Especially in this culture, we spend an awful lot of time and energy convincing ourselves that we simply cannot do things. We can’t quit addictions, we can’t stop procrastinating, we can’t make ourselves exercise, we can’t push through difficult experiences.
But…what if we can?
What if the idea that we are powerless over our whims…is actually a trick the culture has played on us to make us feel helpless?
Because I can tell you, I’ve worked with a lot of people who have been thoroughly convinced that they are fundamentally weak…and many of them are the furthest thing from “weak.”
I’ve seen some of the strongest-willed people I’ve ever met effortfully try to convince themselves and me that they are simply helpless in the face of strong feelings, memories, or urges.
I just don’t buy it. That they— or any of us— are helpless, that is.
Humans have a really difficult relationship with the idea of pain. We very often don’t know what to do with it or about it.
We know we don’t like it and we try to get away from it, but beyond that, pain is something that tends to confuse and frighten us. Sometimes we get all existential and ask questions about what the metaphysical meaning or purpose of pain is, but in general, our relationship with pain is basically summed up in the observation that pain is that thing we do our best to avoid.
Which is a bummer, really. Because in our zeal to avoid pain, we often have to convince ourselves of things that are simply not true— such as that we are “helpless” over our addictions, behavior, emotions, or urges.
Don’t get me wrong: I dislike pain as much as anyone. I became a psychologist explicitly because I want as many people as possible to develop the skills and acquire the tools they need to have LESS pain in their lives.

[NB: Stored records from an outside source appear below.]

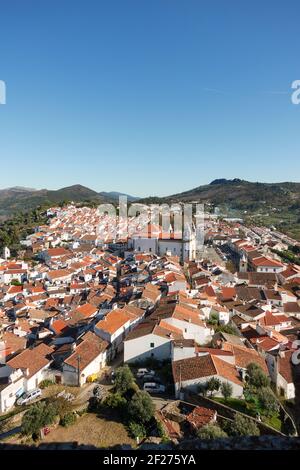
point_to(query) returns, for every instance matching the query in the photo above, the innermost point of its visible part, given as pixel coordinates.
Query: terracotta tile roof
(193, 368)
(87, 310)
(88, 350)
(113, 321)
(244, 356)
(32, 359)
(59, 326)
(201, 416)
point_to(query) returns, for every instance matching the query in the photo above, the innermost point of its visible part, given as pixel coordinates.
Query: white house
(189, 374)
(88, 358)
(22, 373)
(150, 340)
(283, 373)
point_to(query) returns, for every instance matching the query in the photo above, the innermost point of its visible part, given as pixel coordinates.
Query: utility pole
(78, 369)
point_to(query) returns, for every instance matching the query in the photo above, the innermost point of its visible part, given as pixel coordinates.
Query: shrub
(115, 401)
(61, 405)
(141, 406)
(124, 379)
(68, 419)
(256, 376)
(226, 390)
(213, 384)
(211, 431)
(39, 415)
(137, 430)
(243, 426)
(268, 402)
(46, 383)
(160, 429)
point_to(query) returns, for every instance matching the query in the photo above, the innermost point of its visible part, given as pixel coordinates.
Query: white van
(154, 387)
(29, 396)
(142, 372)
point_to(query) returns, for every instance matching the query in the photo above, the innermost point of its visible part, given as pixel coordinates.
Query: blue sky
(148, 96)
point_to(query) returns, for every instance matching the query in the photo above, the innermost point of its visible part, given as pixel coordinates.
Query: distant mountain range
(20, 198)
(277, 202)
(244, 195)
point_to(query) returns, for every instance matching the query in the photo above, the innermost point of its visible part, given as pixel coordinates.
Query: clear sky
(148, 96)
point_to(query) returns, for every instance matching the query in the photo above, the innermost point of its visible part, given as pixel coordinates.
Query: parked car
(142, 372)
(151, 378)
(154, 387)
(27, 397)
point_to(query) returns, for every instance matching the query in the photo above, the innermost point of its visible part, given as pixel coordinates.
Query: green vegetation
(226, 390)
(211, 431)
(115, 401)
(39, 415)
(137, 430)
(127, 403)
(124, 379)
(213, 385)
(20, 226)
(260, 401)
(46, 383)
(68, 419)
(243, 426)
(141, 407)
(256, 378)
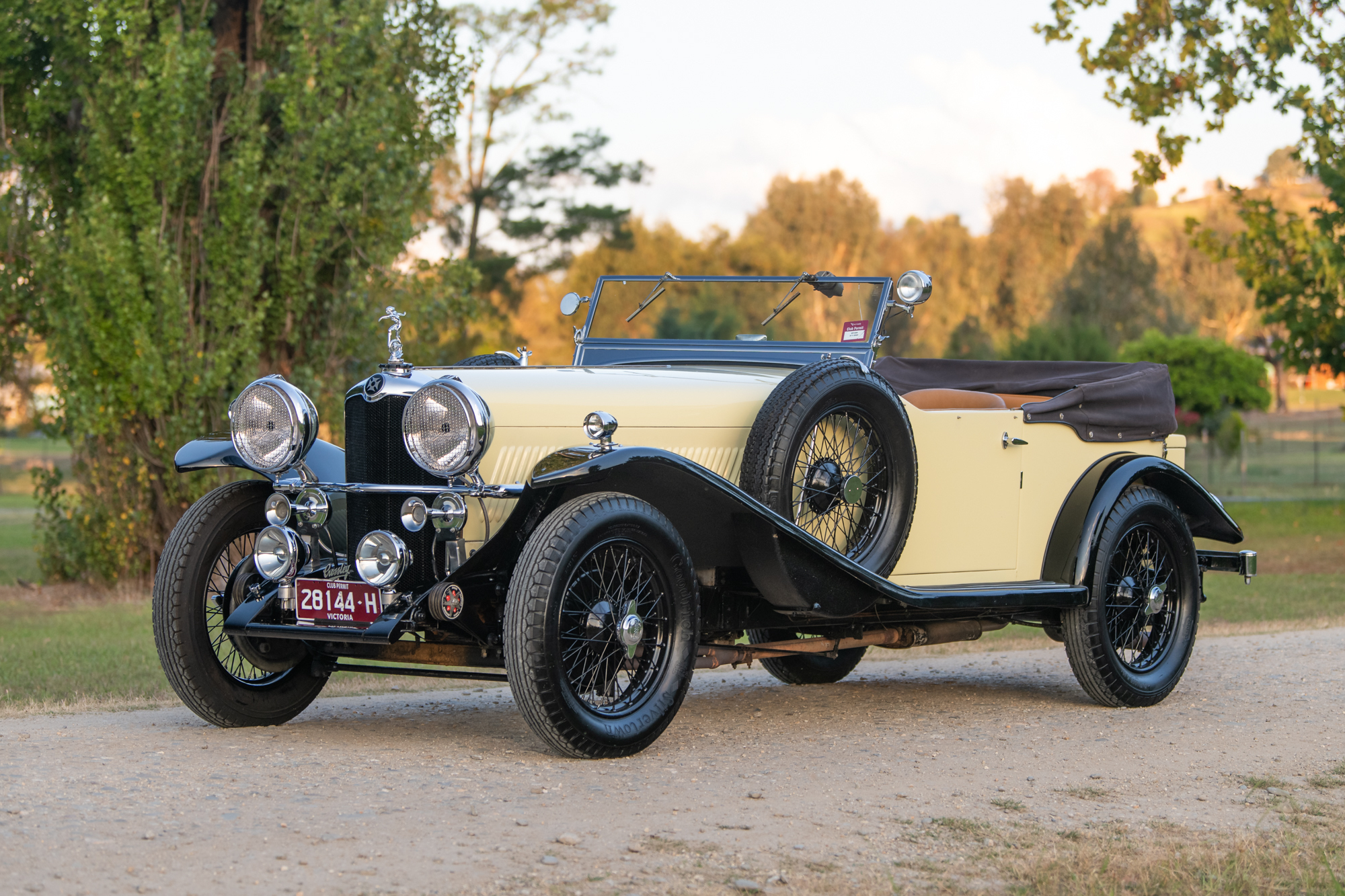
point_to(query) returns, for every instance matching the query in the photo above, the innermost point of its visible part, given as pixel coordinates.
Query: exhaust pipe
(898, 638)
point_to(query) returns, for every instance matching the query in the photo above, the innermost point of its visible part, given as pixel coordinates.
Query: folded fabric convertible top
(1101, 401)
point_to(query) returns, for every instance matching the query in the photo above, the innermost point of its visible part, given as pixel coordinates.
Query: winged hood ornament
(395, 341)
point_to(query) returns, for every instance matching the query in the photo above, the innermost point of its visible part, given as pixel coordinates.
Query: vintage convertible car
(774, 494)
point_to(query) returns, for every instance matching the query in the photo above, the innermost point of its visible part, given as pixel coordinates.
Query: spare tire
(832, 451)
(494, 360)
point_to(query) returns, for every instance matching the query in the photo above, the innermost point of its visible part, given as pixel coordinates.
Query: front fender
(1078, 530)
(326, 460)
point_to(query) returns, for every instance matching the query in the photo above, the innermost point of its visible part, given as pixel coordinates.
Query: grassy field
(60, 647)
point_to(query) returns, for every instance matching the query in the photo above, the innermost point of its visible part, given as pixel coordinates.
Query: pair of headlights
(446, 427)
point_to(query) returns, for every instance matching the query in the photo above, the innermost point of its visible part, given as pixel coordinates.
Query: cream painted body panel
(703, 413)
(968, 494)
(984, 513)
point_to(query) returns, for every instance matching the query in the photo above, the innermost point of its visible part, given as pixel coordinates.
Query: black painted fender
(1078, 529)
(326, 460)
(724, 526)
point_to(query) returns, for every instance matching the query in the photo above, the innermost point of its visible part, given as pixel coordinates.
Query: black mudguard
(724, 526)
(1074, 538)
(326, 460)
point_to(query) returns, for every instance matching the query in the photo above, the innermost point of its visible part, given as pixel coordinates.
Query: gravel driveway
(449, 791)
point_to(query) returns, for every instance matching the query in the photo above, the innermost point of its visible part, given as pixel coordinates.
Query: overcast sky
(927, 104)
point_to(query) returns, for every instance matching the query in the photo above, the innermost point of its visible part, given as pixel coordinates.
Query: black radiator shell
(376, 454)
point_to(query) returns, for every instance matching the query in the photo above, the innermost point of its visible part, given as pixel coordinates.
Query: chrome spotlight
(601, 427)
(278, 509)
(383, 559)
(278, 553)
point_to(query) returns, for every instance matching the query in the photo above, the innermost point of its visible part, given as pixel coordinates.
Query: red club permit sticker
(855, 331)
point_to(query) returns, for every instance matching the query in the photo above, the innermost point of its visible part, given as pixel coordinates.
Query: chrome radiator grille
(375, 452)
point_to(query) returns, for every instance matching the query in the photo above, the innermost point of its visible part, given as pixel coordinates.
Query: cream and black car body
(726, 474)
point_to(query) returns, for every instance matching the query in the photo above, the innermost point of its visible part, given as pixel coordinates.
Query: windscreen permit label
(855, 331)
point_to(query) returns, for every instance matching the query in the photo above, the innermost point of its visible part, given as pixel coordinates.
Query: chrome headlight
(447, 428)
(272, 424)
(381, 559)
(278, 553)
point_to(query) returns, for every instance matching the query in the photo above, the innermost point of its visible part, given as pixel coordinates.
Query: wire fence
(1281, 456)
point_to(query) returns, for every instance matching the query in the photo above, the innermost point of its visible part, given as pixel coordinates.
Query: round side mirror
(914, 288)
(571, 303)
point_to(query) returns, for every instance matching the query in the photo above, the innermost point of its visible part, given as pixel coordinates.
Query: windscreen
(739, 310)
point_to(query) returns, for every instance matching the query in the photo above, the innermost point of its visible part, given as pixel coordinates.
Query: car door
(970, 483)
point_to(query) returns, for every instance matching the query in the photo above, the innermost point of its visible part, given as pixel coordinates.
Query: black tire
(208, 553)
(859, 427)
(1129, 646)
(562, 645)
(806, 670)
(493, 360)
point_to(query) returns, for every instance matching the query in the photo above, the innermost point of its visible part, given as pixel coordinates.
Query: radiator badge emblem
(395, 337)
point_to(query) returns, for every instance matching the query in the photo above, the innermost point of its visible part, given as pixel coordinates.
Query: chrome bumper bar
(478, 490)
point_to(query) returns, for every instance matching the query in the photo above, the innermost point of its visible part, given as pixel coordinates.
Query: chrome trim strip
(376, 489)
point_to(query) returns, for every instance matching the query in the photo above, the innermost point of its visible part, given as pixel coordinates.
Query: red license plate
(337, 603)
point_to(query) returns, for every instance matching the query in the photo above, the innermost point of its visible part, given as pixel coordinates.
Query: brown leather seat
(1015, 403)
(954, 400)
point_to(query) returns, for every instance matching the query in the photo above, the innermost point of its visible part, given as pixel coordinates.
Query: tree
(1070, 342)
(489, 171)
(1112, 286)
(1208, 376)
(210, 193)
(1032, 243)
(1214, 57)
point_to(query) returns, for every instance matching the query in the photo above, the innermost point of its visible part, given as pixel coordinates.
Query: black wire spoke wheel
(1130, 643)
(840, 485)
(614, 627)
(221, 598)
(1140, 610)
(601, 626)
(204, 575)
(832, 451)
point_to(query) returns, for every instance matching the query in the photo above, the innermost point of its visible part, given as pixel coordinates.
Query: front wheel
(1130, 643)
(601, 627)
(202, 576)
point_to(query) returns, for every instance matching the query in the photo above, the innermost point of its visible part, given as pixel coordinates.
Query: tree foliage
(517, 58)
(1214, 56)
(1208, 376)
(209, 193)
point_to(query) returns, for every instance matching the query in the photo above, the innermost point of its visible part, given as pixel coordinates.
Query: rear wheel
(601, 627)
(204, 573)
(1130, 643)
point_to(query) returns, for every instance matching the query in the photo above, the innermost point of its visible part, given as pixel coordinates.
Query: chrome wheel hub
(1155, 600)
(631, 630)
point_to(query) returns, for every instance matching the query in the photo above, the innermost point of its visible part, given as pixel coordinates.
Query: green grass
(1272, 598)
(18, 559)
(96, 651)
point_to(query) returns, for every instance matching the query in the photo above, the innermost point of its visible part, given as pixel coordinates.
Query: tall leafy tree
(505, 201)
(1112, 286)
(1213, 57)
(213, 192)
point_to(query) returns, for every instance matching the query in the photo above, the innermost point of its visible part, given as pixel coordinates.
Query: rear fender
(1078, 530)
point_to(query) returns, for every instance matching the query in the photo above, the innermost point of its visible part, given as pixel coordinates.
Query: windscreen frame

As M. Scott Peck once said of himself, I’m not a pain freak. I’m a joy freak.
Convincing ourselves we are helpless, that we do not have sufficient self disciple to live our values or achieve or goals, is often not a reflection of reality. It reflects our desire to avoid pain.
The pain of trying and failing. The pain of growing. The pain of feeling awkward as we try out new skills and tools. The pain of having to deprive ourselves. The pain of uncertainty.
Let me ask you this: if you really DID have the self discipline that you’re thoroughly convinced you don’t have…what would be the worst part of that?
What would you have to do that you’re currently afraid to do?
What is the pain you’re trying to avoid by convincing yourself you are helpless?
Understand, most people don’t do this consciously or on purpose. Nobody wakes up in the morning and says, “Hmm, I think I’m going to lie to myself today about how much self discipline I actually have.’
Most of us have actually be conditioned, day after day after day, to repeat to ourselves these unempowering messages and believe these unempowering ideas. Marketers LOVE to convince us we ARE helpless…because that’s their opportunity to sell us stuff to help us feel better.
All I want to do with this blog post is to plant a seed in your mind: maybe you’re not helpless.
Maybe you have more self discipline than you think.
Maybe you can do things that are hard.
Maybe that feeling of helplessness is about fear…not reality.
What would you do with your life if you weren’t afraid?
What if you can stop smoking? Stick to a diet? Stay clean? Follow through?
What if it’s not even as hard as you’ve been brainwashed to think it is?
Just let that idea sink into your mind for a bit.